Plusieurs centaines de Kényans se sont rassemblés mardi, pour dénoncer l'impéritie des autorités et appeler à l'unité, au troisième jour du deuil national décrété après le massacre du 2 avril à l'université de Garissa (est).
Un sixième suspect était par ailleurs interrogé par la police, qui détient désormais cinq Kényans et un Tanzanien, accusés d'avoir aidé le commando ayant mené l'attaque, revendiquée par les islamistes somaliens shebab. La justice a prolongé mardi de 30 jours la garde à vue des six hommes.
A Garissa, théâtre du massacre qui a fait 148 morts - 142 étudiants et six membres des forces de sécurité -, environ un demi-millier de personnes, musulmans et chrétiens, ont dénoncé une attaque "injustifiable et intolérable".
"L'islam assimile le meurtre d'innocents au meurtre de l'humanité entière", c'est "le plus grand péché aux yeux de Dieu", a rappelé le président du Conseil suprême des musulmans kényans (Supkem), Abdullahi Salat, s'exprimant au nom des chefs des diverses confessions de cette région majoritairement musulmane.
"Les tueurs () ne peuvent être considérés comme croyant en l'islam", a-t-il ajouté, en appelant la population locale à aider les autorités dans leur traque des "terroristes" et les organisations musulmanes à repérer les écoles coraniques répandant des thèses radicales.
A Nairobi, quelque 200 étudiants, certains en costume noir de deuil, ont eux défilé pour protester contre l'incapacité du gouvernement à protéger la population, tambourinant au passage sur des véhicules aux cris de "Vous n'êtes pas en sécurité!".
Une pétition réclamant notamment l'amélioration des équipements des forces de sécurité et la création de centres de veille, avec des policiers en alerte 24H/24, a été remise à un représentant de la présidence kényane.
"Si ça ne tient pas les shebab à l'écart, ça permettra de limiter le nombre de victimes", a estimé Mcnab Bwonde, secrétaire général de l'Association des étudiants de l'université technique du Kenya (TUK).
La presse kényane a accusé les autorités d'avoir ignoré des mises en garde et critiqué le temps mis par les unités d'intervention pour arriver à Garissa.
"L?État avait des renseignements () et n'a pas été capable de répondre de façon appropriée", a expliqué Stephen Mwadime, secrétaire général de l'Association des étudiants de l'université Kenyatta de Nairobi.
Il a prôné "une refonte totale de l'appareil sécuritaire" et le retour des troupes kényanes déployées en Somalie pour "assurer la sécurité du pays de l'intérieur".
Stephen Mwadime a aussi demandé une indemnisation d'environ 20.000 euros pour chaque famille de victime du massacre.
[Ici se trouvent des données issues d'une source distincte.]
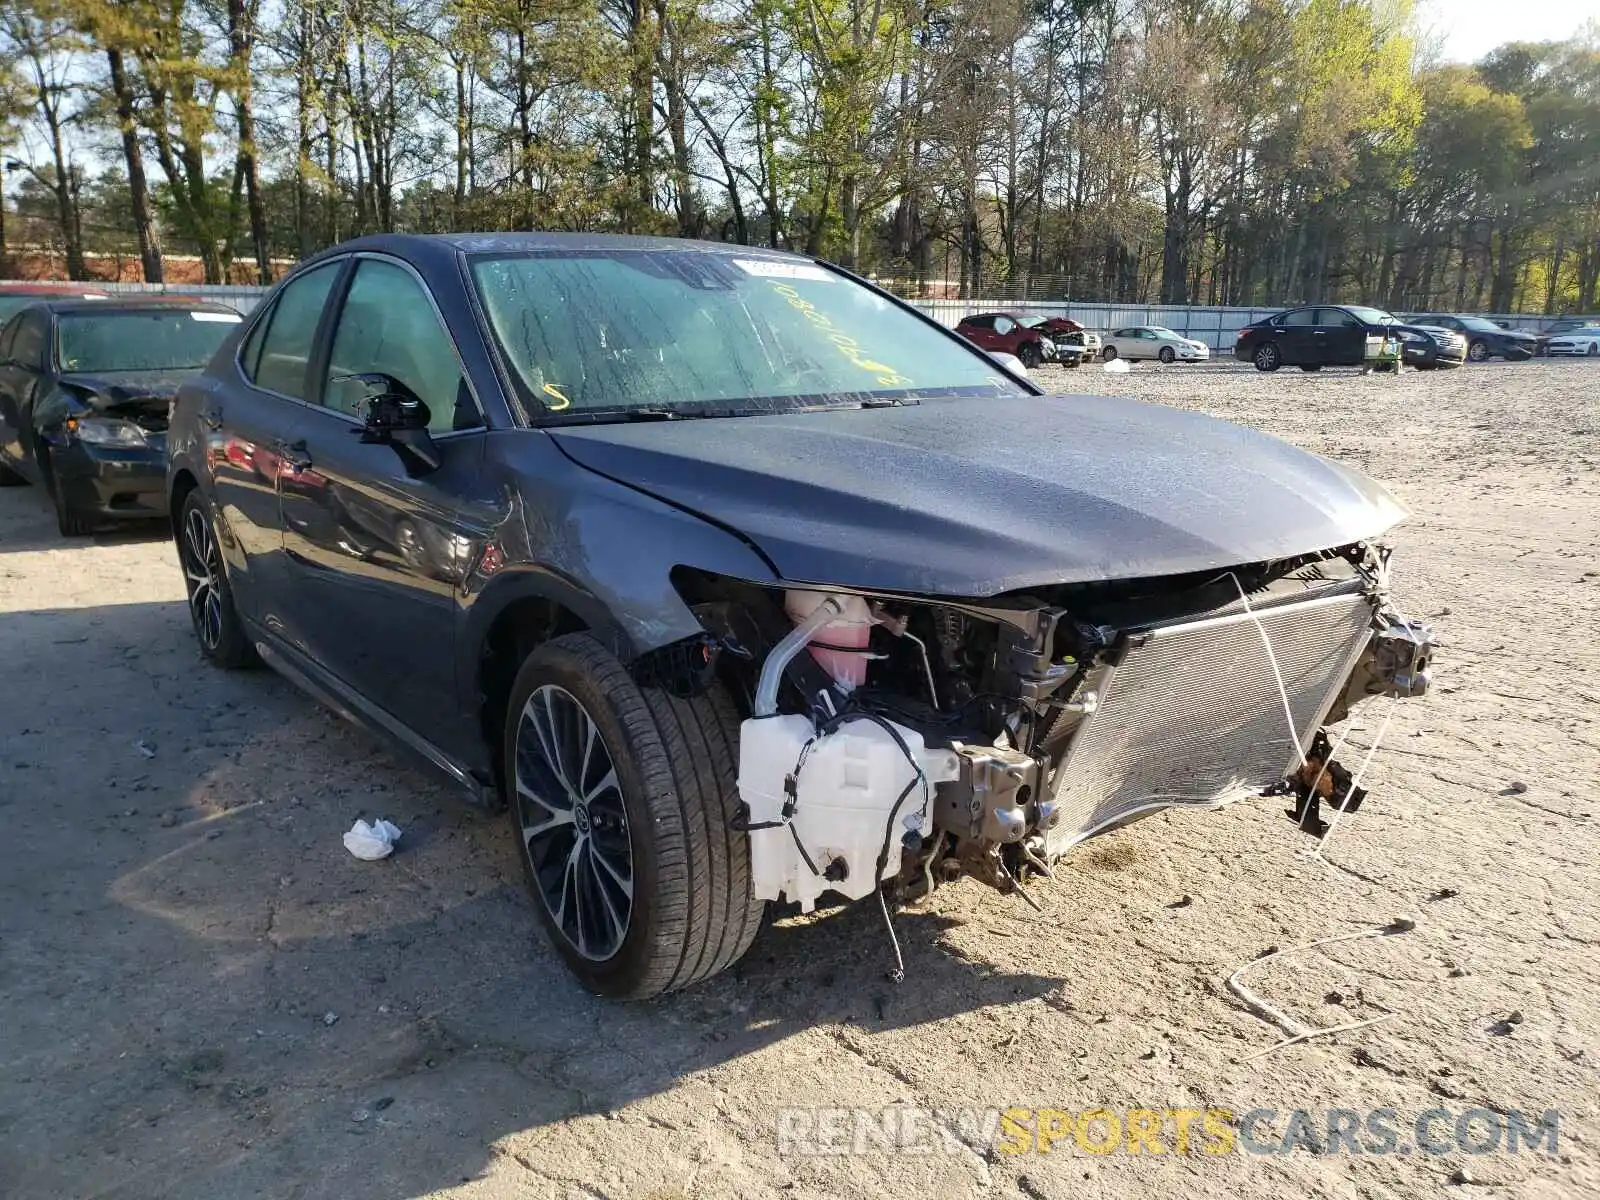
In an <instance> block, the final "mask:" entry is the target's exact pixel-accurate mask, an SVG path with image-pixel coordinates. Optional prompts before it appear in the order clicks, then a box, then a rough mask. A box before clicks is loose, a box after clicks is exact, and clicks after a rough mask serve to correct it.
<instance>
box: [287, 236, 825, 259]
mask: <svg viewBox="0 0 1600 1200" xmlns="http://www.w3.org/2000/svg"><path fill="white" fill-rule="evenodd" d="M363 250H366V251H376V253H384V254H395V256H398V258H405V259H413V261H427V259H443V258H454V256H458V254H522V253H528V251H534V250H672V251H680V253H690V251H698V253H702V254H728V256H738V258H766V259H774V258H776V259H787V261H790V262H814V261H816V259H814V258H810V256H806V254H794V253H790V251H787V250H771V248H768V246H746V245H738V243H731V242H699V240H696V238H685V237H637V235H632V234H546V232H534V234H368V235H365V237H357V238H350V240H349V242H341V243H339V245H336V246H328V248H326V250H323V251H320V253H318V254H315V256H312V258H309V259H306V262H317V261H320V259H325V258H336V256H339V254H352V253H358V251H363Z"/></svg>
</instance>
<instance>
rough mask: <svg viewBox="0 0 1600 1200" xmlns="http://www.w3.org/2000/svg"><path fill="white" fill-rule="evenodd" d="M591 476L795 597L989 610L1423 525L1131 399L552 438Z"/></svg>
mask: <svg viewBox="0 0 1600 1200" xmlns="http://www.w3.org/2000/svg"><path fill="white" fill-rule="evenodd" d="M552 434H554V437H555V440H557V443H558V445H560V446H562V450H563V451H566V454H568V456H571V458H573V459H574V461H576V462H579V464H582V466H586V467H589V469H592V470H595V472H600V474H603V475H606V477H610V478H613V480H618V482H622V483H627V485H629V486H634V488H637V490H640V491H645V493H648V494H653V496H656V498H659V499H664V501H667V502H672V504H677V506H680V507H683V509H688V510H691V512H696V514H701V515H704V517H707V518H710V520H714V522H717V523H720V525H723V526H728V528H731V530H734V531H738V533H739V534H742V536H744V538H747V539H749V541H750V542H754V544H755V546H757V547H758V549H760V550H762V552H763V554H765V555H766V558H768V560H770V562H771V563H773V566H774V570H776V571H778V574H779V576H782V578H784V579H790V581H797V582H832V584H842V586H854V587H864V589H875V590H891V592H915V594H931V595H952V597H957V595H960V597H989V595H995V594H1000V592H1011V590H1018V589H1026V587H1037V586H1043V584H1051V582H1088V581H1099V579H1136V578H1150V576H1163V574H1179V573H1186V571H1200V570H1208V568H1218V566H1232V565H1238V563H1251V562H1262V560H1267V558H1282V557H1290V555H1296V554H1304V552H1310V550H1322V549H1328V547H1334V546H1342V544H1347V542H1354V541H1360V539H1363V538H1371V536H1376V534H1379V533H1382V531H1384V530H1387V528H1390V526H1392V525H1395V523H1397V522H1398V520H1402V518H1403V517H1405V515H1406V514H1405V509H1403V507H1402V506H1400V504H1398V502H1397V501H1395V499H1394V496H1390V494H1389V493H1387V491H1386V490H1384V488H1381V486H1379V485H1376V483H1373V482H1371V480H1368V478H1365V477H1362V475H1357V474H1355V472H1350V470H1347V469H1344V467H1341V466H1336V464H1333V462H1328V461H1326V459H1322V458H1317V456H1315V454H1309V453H1306V451H1302V450H1296V448H1294V446H1291V445H1288V443H1285V442H1278V440H1277V438H1270V437H1267V435H1264V434H1258V432H1256V430H1251V429H1245V427H1242V426H1234V424H1229V422H1226V421H1218V419H1213V418H1206V416H1200V414H1197V413H1186V411H1179V410H1174V408H1165V406H1160V405H1146V403H1139V402H1136V400H1126V398H1120V397H1101V395H1085V397H1016V398H1006V400H978V398H970V400H931V402H925V403H922V405H914V406H904V408H874V410H838V411H811V413H790V414H776V416H752V418H723V419H707V421H674V422H650V424H606V426H586V427H563V429H557V430H552Z"/></svg>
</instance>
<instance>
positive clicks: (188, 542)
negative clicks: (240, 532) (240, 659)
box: [182, 507, 222, 651]
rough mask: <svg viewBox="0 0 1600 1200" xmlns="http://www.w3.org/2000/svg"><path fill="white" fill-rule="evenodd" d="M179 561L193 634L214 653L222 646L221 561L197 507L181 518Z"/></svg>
mask: <svg viewBox="0 0 1600 1200" xmlns="http://www.w3.org/2000/svg"><path fill="white" fill-rule="evenodd" d="M182 560H184V578H186V579H187V582H189V616H190V618H194V622H195V634H197V635H198V638H200V645H202V646H205V648H206V650H208V651H216V648H218V646H219V645H222V558H221V554H218V549H216V536H214V534H213V533H211V523H210V522H208V520H206V518H205V512H202V509H200V507H190V509H189V515H187V517H184V544H182Z"/></svg>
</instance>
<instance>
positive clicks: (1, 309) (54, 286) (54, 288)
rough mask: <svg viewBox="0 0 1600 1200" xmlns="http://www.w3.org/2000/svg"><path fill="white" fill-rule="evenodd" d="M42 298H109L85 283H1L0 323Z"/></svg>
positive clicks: (0, 295)
mask: <svg viewBox="0 0 1600 1200" xmlns="http://www.w3.org/2000/svg"><path fill="white" fill-rule="evenodd" d="M42 299H110V296H107V294H106V293H104V291H101V290H99V288H91V286H88V285H86V283H3V285H0V325H5V323H6V322H8V320H11V317H13V314H16V312H18V310H19V309H26V307H27V306H29V304H38V301H42Z"/></svg>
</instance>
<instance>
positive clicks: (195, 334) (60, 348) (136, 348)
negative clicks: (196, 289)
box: [56, 309, 242, 371]
mask: <svg viewBox="0 0 1600 1200" xmlns="http://www.w3.org/2000/svg"><path fill="white" fill-rule="evenodd" d="M240 320H242V317H238V314H234V312H190V310H189V309H144V310H138V312H130V310H123V312H62V314H61V318H59V325H58V334H56V347H58V352H59V358H61V370H62V371H182V370H197V368H200V366H205V365H206V363H208V362H211V355H213V354H216V347H218V346H221V344H222V339H224V338H226V336H227V333H229V330H232V328H234V326H235V325H238V322H240Z"/></svg>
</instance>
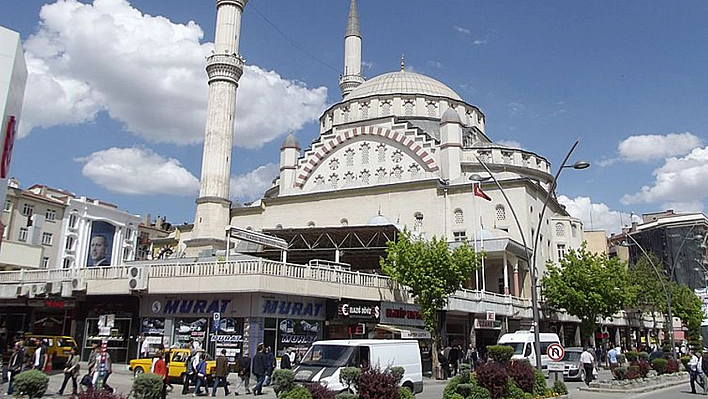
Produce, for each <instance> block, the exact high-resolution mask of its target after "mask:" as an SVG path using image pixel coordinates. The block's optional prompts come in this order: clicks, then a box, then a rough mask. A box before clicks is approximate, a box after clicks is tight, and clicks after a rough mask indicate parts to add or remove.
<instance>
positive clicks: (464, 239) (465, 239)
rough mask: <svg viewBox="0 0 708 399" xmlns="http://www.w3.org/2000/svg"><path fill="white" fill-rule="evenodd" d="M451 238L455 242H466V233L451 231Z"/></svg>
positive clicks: (463, 230) (457, 231)
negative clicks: (465, 241) (452, 231)
mask: <svg viewBox="0 0 708 399" xmlns="http://www.w3.org/2000/svg"><path fill="white" fill-rule="evenodd" d="M452 237H453V239H454V240H455V241H456V242H462V241H467V232H466V231H464V230H462V231H453V232H452Z"/></svg>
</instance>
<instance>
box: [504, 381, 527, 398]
mask: <svg viewBox="0 0 708 399" xmlns="http://www.w3.org/2000/svg"><path fill="white" fill-rule="evenodd" d="M525 397H526V395H525V394H524V391H523V389H521V388H519V387H518V386H516V383H514V380H513V379H512V378H511V377H509V378H507V379H506V396H504V399H524V398H525Z"/></svg>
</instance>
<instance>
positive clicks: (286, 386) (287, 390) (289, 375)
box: [271, 369, 295, 395]
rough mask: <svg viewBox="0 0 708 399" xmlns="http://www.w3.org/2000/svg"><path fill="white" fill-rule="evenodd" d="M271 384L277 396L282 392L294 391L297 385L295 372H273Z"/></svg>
mask: <svg viewBox="0 0 708 399" xmlns="http://www.w3.org/2000/svg"><path fill="white" fill-rule="evenodd" d="M271 382H272V384H273V390H274V391H275V394H276V395H278V394H279V393H280V392H285V391H289V390H291V389H293V385H294V384H295V372H293V371H292V370H286V369H278V370H275V371H273V375H272V377H271Z"/></svg>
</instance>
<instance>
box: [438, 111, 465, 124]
mask: <svg viewBox="0 0 708 399" xmlns="http://www.w3.org/2000/svg"><path fill="white" fill-rule="evenodd" d="M445 123H459V124H462V120H461V119H460V114H458V113H457V111H455V110H454V109H452V108H448V109H446V110H445V112H444V113H443V117H442V118H441V119H440V124H441V125H442V124H445Z"/></svg>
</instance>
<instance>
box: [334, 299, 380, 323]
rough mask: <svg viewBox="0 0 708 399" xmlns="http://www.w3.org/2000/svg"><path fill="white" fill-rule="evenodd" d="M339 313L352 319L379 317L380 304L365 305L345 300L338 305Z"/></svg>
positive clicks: (346, 317) (377, 317)
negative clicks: (346, 300) (354, 302)
mask: <svg viewBox="0 0 708 399" xmlns="http://www.w3.org/2000/svg"><path fill="white" fill-rule="evenodd" d="M337 314H338V315H339V316H340V317H344V318H350V319H378V318H379V316H380V315H381V314H380V309H379V306H378V305H373V306H372V305H364V304H356V303H349V302H343V303H340V304H339V306H337Z"/></svg>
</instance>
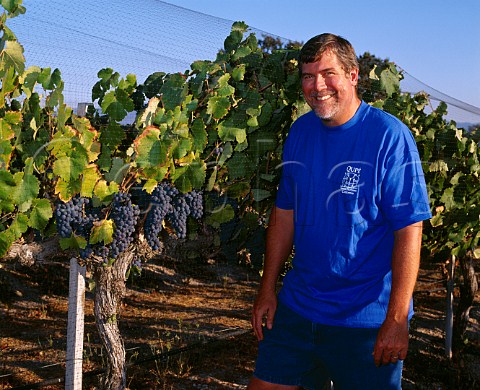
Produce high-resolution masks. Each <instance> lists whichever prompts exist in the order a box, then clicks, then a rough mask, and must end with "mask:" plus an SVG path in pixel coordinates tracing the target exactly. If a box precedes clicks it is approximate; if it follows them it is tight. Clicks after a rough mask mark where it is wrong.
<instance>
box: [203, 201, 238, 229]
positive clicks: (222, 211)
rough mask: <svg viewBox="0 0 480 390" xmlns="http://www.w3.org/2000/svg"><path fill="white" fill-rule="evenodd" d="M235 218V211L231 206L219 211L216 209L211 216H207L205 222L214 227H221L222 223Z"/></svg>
mask: <svg viewBox="0 0 480 390" xmlns="http://www.w3.org/2000/svg"><path fill="white" fill-rule="evenodd" d="M234 217H235V211H234V210H233V207H232V206H231V205H229V204H226V205H222V207H219V208H217V209H214V210H213V211H212V213H211V214H210V215H208V216H207V218H206V219H205V222H206V223H207V224H208V225H210V226H213V227H216V228H218V227H220V225H221V224H222V223H225V222H229V221H231V220H232V219H233V218H234Z"/></svg>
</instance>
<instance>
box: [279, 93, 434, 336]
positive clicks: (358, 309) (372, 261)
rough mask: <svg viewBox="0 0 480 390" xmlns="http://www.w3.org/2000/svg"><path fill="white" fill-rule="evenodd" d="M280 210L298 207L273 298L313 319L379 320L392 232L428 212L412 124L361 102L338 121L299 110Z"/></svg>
mask: <svg viewBox="0 0 480 390" xmlns="http://www.w3.org/2000/svg"><path fill="white" fill-rule="evenodd" d="M276 206H277V207H278V208H281V209H286V210H294V224H295V233H294V248H295V256H294V259H293V267H292V269H291V270H290V271H289V272H288V273H287V275H286V276H285V279H284V282H283V287H282V289H281V291H280V293H279V299H280V300H281V301H282V302H283V303H284V304H286V305H287V306H289V307H290V308H291V309H292V310H294V311H296V312H297V313H299V314H300V315H302V316H304V317H305V318H308V319H310V320H312V321H314V322H318V323H322V324H327V325H336V326H348V327H379V326H381V324H382V323H383V321H384V320H385V316H386V312H387V306H388V301H389V297H390V289H391V279H392V275H391V260H392V250H393V241H394V235H393V233H394V231H395V230H398V229H401V228H403V227H406V226H408V225H410V224H413V223H415V222H419V221H422V220H425V219H429V218H431V214H430V207H429V202H428V195H427V191H426V185H425V179H424V175H423V171H422V166H421V162H420V156H419V154H418V150H417V147H416V144H415V140H414V138H413V136H412V134H411V132H410V130H409V129H408V128H407V127H406V126H405V125H404V124H403V123H402V122H400V121H399V120H398V119H397V118H395V117H394V116H392V115H390V114H388V113H386V112H384V111H382V110H379V109H377V108H374V107H371V106H369V105H368V104H366V103H365V102H362V103H361V105H360V107H359V109H358V110H357V112H356V114H355V115H354V117H353V118H352V119H350V120H349V121H348V122H347V123H345V124H344V125H342V126H337V127H327V126H324V125H323V123H322V121H321V120H320V119H319V118H318V117H317V116H316V115H315V113H314V112H309V113H307V114H305V115H303V116H302V117H300V118H299V119H298V120H297V121H295V123H294V124H293V125H292V128H291V130H290V132H289V135H288V137H287V141H286V143H285V147H284V153H283V164H282V177H281V180H280V185H279V190H278V194H277V199H276ZM409 314H410V317H411V316H412V314H413V308H412V304H411V305H410V313H409Z"/></svg>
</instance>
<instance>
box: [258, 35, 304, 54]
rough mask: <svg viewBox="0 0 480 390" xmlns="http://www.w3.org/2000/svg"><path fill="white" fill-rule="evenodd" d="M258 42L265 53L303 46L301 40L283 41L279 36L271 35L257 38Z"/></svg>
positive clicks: (262, 49) (297, 47)
mask: <svg viewBox="0 0 480 390" xmlns="http://www.w3.org/2000/svg"><path fill="white" fill-rule="evenodd" d="M258 44H259V46H260V48H261V49H262V51H264V52H266V53H272V52H273V51H275V50H281V49H288V50H295V49H300V48H301V47H302V46H303V42H298V41H284V40H283V39H281V38H279V37H272V36H270V35H264V36H263V39H259V40H258Z"/></svg>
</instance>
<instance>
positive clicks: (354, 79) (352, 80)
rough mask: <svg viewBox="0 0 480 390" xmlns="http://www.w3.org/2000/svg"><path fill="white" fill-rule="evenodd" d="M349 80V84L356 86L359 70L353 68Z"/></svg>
mask: <svg viewBox="0 0 480 390" xmlns="http://www.w3.org/2000/svg"><path fill="white" fill-rule="evenodd" d="M348 75H349V78H350V82H351V83H352V85H353V86H357V84H358V75H359V69H358V68H353V69H352V70H351V71H350V72H349V73H348Z"/></svg>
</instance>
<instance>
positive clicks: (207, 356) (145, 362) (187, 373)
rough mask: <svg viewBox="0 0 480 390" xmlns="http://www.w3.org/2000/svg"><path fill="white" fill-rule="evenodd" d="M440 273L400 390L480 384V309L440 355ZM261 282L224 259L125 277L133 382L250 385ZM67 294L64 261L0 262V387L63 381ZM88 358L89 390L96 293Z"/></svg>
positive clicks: (442, 282)
mask: <svg viewBox="0 0 480 390" xmlns="http://www.w3.org/2000/svg"><path fill="white" fill-rule="evenodd" d="M443 275H444V274H443V269H442V267H441V266H438V265H430V266H425V267H423V268H422V270H421V272H420V276H419V279H418V283H417V287H416V291H415V296H414V298H415V304H416V316H415V318H414V320H413V322H412V324H411V341H410V352H409V355H408V357H407V359H406V361H405V368H404V382H403V388H404V389H436V390H438V389H469V390H470V389H475V388H480V336H479V329H480V326H479V321H480V309H479V307H480V305H479V302H476V305H475V307H474V308H473V309H472V311H471V323H470V327H469V329H468V337H469V342H468V344H466V346H465V349H464V351H463V352H462V355H461V360H460V362H458V364H453V363H451V362H450V361H448V359H447V358H446V357H445V352H444V335H445V332H444V326H445V307H446V301H445V295H446V291H445V290H444V287H445V284H444V280H445V278H444V276H443ZM258 279H259V277H258V272H254V271H253V270H251V269H249V268H247V267H246V266H243V265H239V264H231V263H228V262H226V261H221V260H212V259H210V260H208V261H204V262H198V261H192V260H185V261H175V260H172V259H168V258H157V259H155V260H154V261H151V262H150V263H148V264H146V265H145V266H144V269H143V273H142V276H140V277H137V278H134V279H133V281H129V283H128V285H129V289H128V293H127V296H126V297H125V299H124V303H123V305H122V310H121V313H120V317H119V324H120V328H121V332H122V335H123V336H124V339H125V345H126V348H127V361H128V363H129V368H128V371H127V382H128V388H129V389H162V390H163V389H168V390H169V389H175V390H176V389H179V390H182V389H186V390H188V389H206V390H208V389H245V388H246V385H247V383H248V380H249V378H250V376H251V373H252V370H253V367H254V362H255V357H256V340H255V338H254V336H253V334H252V332H251V330H250V310H251V305H252V302H253V299H254V295H255V291H256V288H257V285H258ZM67 296H68V268H67V266H66V263H65V264H62V263H54V264H50V265H42V266H35V267H34V268H27V267H22V266H20V265H19V264H11V263H5V262H1V261H0V316H1V317H0V318H1V320H0V389H12V388H13V389H15V388H22V389H25V388H43V389H62V388H63V387H64V385H63V383H61V381H62V380H63V376H64V370H65V350H66V328H67V307H68V300H67ZM182 348H183V350H182ZM182 351H183V352H182ZM162 353H163V355H162ZM168 354H170V356H167V355H168ZM83 356H84V360H83V372H84V378H83V384H84V386H83V388H84V389H94V388H96V386H97V383H98V382H97V379H98V378H97V376H96V375H94V373H95V370H98V369H101V367H102V366H101V363H102V359H103V358H104V357H103V350H102V348H101V346H100V342H99V339H98V336H97V332H96V329H95V324H94V318H93V301H92V296H91V294H90V293H87V295H86V300H85V337H84V352H83ZM155 357H156V358H157V359H154V358H155ZM27 385H30V387H28V386H27Z"/></svg>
Sur le trajet, certains étudiants ont chanté des prières, bougies et fleurs en main, en leur mémoire. Une veillée était prévue mardi soir à Nairobi en hommage aux victimes.
- 'Nouveau bain de sang' -
Ceux qui sont morts "devaient construire le Kenya de demain et le gouvernement ne fait rien", a expliqué Maureen Mucheri, 21 ans, étudiante en génie civil à la TUK, "les centres commerciaux ou les églises peuvent être attaqués à tout moment et maintenant même les écoles" sont visées.
L'université de Garissa, fermée sine die, est désormais vide, mais le sang séché s'étend en longues traînées, laissant imaginer la lente agonie d'étudiants blessés, rampant pour tenter d'échapper à leurs bourreaux.
Les barbelés qui clôturent le campus témoignent aussi de la fuite désespérée des étudiants. Y pendent encore des bouts de chair, des cheveux, des lambeaux d'habits.
Les autorités kényanes ont promis une récompense d'environ 200.000 euros pour la capture de celui qu'elles présentent comme le cerveau de l'attaque, Mohamed Mohamud, alias "Kuno", ex-professeur kényan d'une école coranique de Garissa, qui a rejoint il y a plusieurs années les islamistes somaliens.
L'armée kényane est entrée en octobre 2011 en Somalie pour combattre les shebab qui ont multiplié depuis les attaques meurtrières au Kenya en représailles.